More critically, the script, while it does a good job outlining the events between December 1941 and June 1942 and is stuffed with information, often has its characters talking like exposition machines. It’s to the credit of the actors that most of them sell the dialogue as well as they do. That said, there is some overacting (Nick Jonas as a sinewy tough from 1940s central casting, Dennis Quaid as a scenery chewing Halsey), and Ed Skrein’s much commented upon New Joisey accent is phony, but the film’s strengths overwhelmed all these problems—for me, anyway—and I came away appreciating it.

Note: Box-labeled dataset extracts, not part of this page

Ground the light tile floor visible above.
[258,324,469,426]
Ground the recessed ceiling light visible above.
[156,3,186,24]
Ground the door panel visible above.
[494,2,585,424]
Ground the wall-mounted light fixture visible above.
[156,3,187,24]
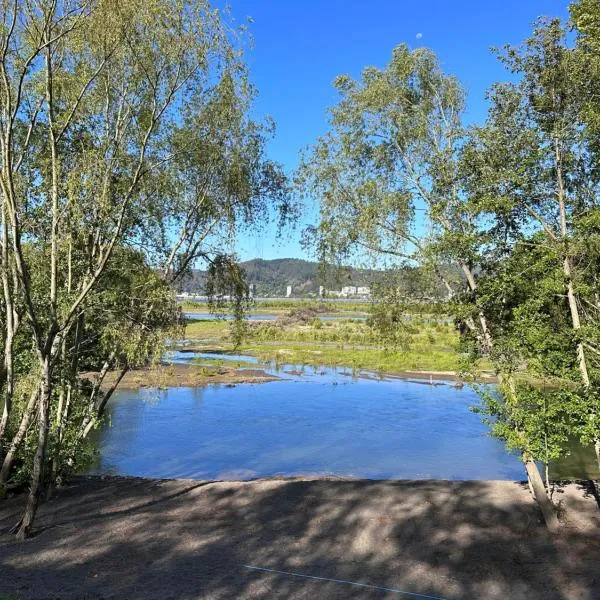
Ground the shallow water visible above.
[183,312,367,321]
[93,367,540,479]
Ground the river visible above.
[86,353,597,480]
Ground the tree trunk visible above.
[523,457,559,533]
[0,388,40,486]
[17,364,52,540]
[81,366,129,438]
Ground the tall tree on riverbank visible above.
[300,31,595,528]
[0,0,286,537]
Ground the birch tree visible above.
[0,0,290,537]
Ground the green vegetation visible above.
[0,0,600,538]
[186,317,478,373]
[0,0,294,538]
[297,0,600,529]
[178,258,458,299]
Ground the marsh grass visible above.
[186,315,478,373]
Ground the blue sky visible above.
[229,0,568,260]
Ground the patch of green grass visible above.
[180,316,486,373]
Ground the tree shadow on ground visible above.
[0,479,600,600]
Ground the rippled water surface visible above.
[88,368,548,479]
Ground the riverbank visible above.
[82,363,278,390]
[0,478,600,600]
[84,359,497,390]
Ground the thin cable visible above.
[242,565,447,600]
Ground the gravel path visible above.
[0,478,600,600]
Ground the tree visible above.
[0,0,287,537]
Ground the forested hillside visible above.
[180,258,454,298]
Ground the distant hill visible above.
[179,258,454,297]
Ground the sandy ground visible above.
[0,478,600,600]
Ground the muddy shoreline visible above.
[83,363,497,390]
[0,477,600,600]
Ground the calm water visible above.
[183,312,367,321]
[89,369,536,479]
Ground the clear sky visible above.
[229,0,568,260]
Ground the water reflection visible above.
[89,370,523,479]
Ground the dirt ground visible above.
[0,478,600,600]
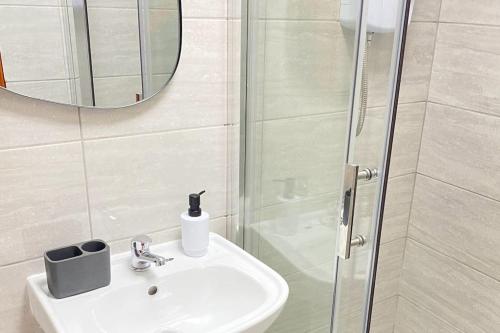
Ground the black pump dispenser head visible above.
[188,191,205,217]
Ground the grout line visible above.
[0,139,81,152]
[0,124,232,152]
[83,123,229,142]
[78,108,94,239]
[427,100,500,118]
[417,172,500,203]
[398,295,465,333]
[439,20,500,28]
[408,236,500,283]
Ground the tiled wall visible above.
[0,0,76,103]
[0,0,228,333]
[395,0,500,333]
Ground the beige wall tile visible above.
[394,297,460,333]
[372,296,398,333]
[381,174,415,243]
[429,23,500,115]
[399,22,437,103]
[0,259,43,333]
[0,143,90,265]
[408,176,500,280]
[440,0,500,25]
[85,127,226,240]
[400,240,500,333]
[265,0,340,20]
[353,103,425,177]
[390,103,426,177]
[367,22,437,107]
[412,0,442,22]
[330,296,397,333]
[376,238,406,300]
[81,19,227,138]
[418,103,500,199]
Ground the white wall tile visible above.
[0,89,80,147]
[412,0,442,22]
[0,6,69,84]
[0,143,90,265]
[182,0,228,18]
[85,127,227,240]
[264,0,340,20]
[8,80,75,104]
[88,8,141,77]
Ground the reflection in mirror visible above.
[0,0,181,107]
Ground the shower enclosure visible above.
[236,0,410,333]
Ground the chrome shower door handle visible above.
[337,164,365,259]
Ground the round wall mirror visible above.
[0,0,182,108]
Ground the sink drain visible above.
[148,286,158,296]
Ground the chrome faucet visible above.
[130,235,174,272]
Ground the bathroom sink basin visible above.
[28,234,288,333]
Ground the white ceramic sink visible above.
[28,234,288,333]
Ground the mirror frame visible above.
[0,0,183,111]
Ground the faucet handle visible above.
[130,235,153,252]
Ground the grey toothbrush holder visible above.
[44,239,111,298]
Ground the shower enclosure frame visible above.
[236,0,412,333]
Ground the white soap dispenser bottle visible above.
[181,191,210,257]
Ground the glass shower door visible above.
[243,0,358,333]
[240,0,410,333]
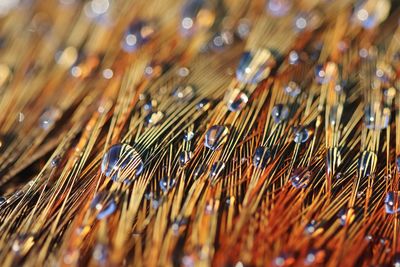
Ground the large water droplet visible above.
[144,111,165,127]
[122,20,155,53]
[290,167,313,189]
[158,176,176,192]
[179,151,193,166]
[271,104,289,123]
[385,191,400,214]
[253,146,272,169]
[173,84,195,102]
[294,126,311,144]
[101,144,143,182]
[358,150,378,177]
[225,88,249,112]
[284,81,301,97]
[204,125,229,150]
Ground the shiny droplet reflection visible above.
[101,144,143,182]
[204,125,229,150]
[225,88,249,112]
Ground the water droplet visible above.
[209,161,225,185]
[158,176,176,193]
[50,155,61,168]
[193,163,206,180]
[236,19,251,40]
[284,81,301,97]
[225,88,249,112]
[385,191,400,214]
[101,144,143,182]
[173,84,195,102]
[90,191,117,220]
[144,111,165,127]
[294,126,311,144]
[253,146,272,169]
[236,49,276,84]
[39,107,61,130]
[204,125,229,150]
[93,243,108,265]
[196,98,211,111]
[179,151,193,166]
[358,150,378,177]
[122,20,155,53]
[290,167,313,189]
[183,130,194,142]
[267,0,292,17]
[271,104,289,123]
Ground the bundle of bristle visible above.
[0,0,400,267]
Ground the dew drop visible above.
[385,191,400,214]
[179,151,193,167]
[196,98,211,111]
[39,107,61,130]
[122,20,155,53]
[294,126,311,144]
[101,144,143,182]
[358,150,378,177]
[173,84,195,102]
[204,125,229,150]
[225,88,249,112]
[253,146,272,169]
[284,81,301,98]
[290,167,313,189]
[144,111,165,127]
[271,104,289,123]
[158,176,176,193]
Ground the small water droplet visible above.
[253,146,272,169]
[225,88,249,112]
[144,111,165,127]
[284,81,301,98]
[290,167,313,189]
[39,107,61,130]
[90,191,117,220]
[122,20,155,53]
[173,84,195,102]
[179,151,193,166]
[209,161,225,185]
[204,125,229,150]
[294,126,311,144]
[358,150,378,177]
[158,176,176,193]
[385,191,400,214]
[101,144,143,182]
[196,98,211,111]
[271,104,289,123]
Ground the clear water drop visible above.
[144,111,165,127]
[253,146,272,169]
[385,191,400,214]
[179,151,193,166]
[39,107,61,130]
[271,104,289,123]
[158,176,176,193]
[225,88,249,112]
[122,20,155,53]
[173,84,195,102]
[290,167,313,189]
[204,125,229,150]
[101,144,143,182]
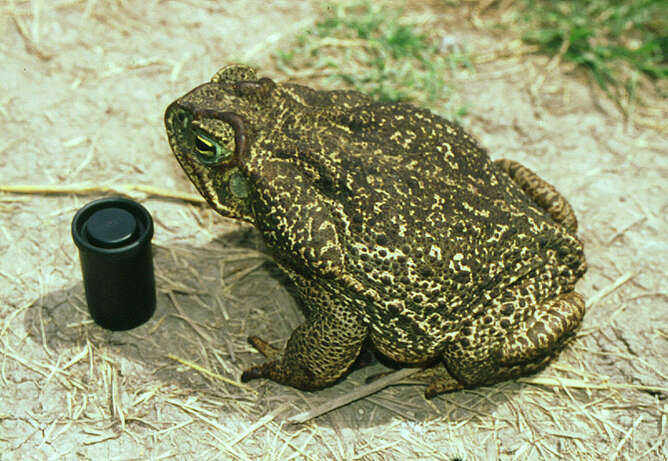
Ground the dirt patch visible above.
[0,0,668,460]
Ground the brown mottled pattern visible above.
[165,66,586,396]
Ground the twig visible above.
[610,415,642,461]
[288,368,422,424]
[167,354,257,394]
[228,403,290,447]
[0,184,206,203]
[517,376,668,393]
[586,271,636,308]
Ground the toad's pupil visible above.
[195,136,216,156]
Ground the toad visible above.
[165,65,586,397]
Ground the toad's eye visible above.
[195,135,216,158]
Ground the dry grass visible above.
[0,0,668,460]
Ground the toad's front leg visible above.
[241,306,367,390]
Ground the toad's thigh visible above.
[443,291,584,386]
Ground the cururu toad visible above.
[165,65,586,396]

A few critics have dinged Midway for its perceived schmaltz—“Men like Dick Best are the reason we’re going to win this war,” McClusky intones at the end, a line I’ve seen as the object of snickering or harrumphing elsewhere—but I think that has more to do with the receptivity of those viewers than any fault in the performers or the film’s sentiments. Midway is not a subtle movie. It’s also not a cynical movie. The things that matter to these men are their families and friends and it’s these concrete goods that move them to their incredible actions and sacrifices. The film ably captures the spirit of a time defined by shock, strain, and especially loss and the struggle to survive, a time in which cynicism, with its suspicion and moral muddle, is the real naïveté, and a time in which the man who can, in the unforgiving minute, decide and act and give up a part or all of himself for his friends will win the day.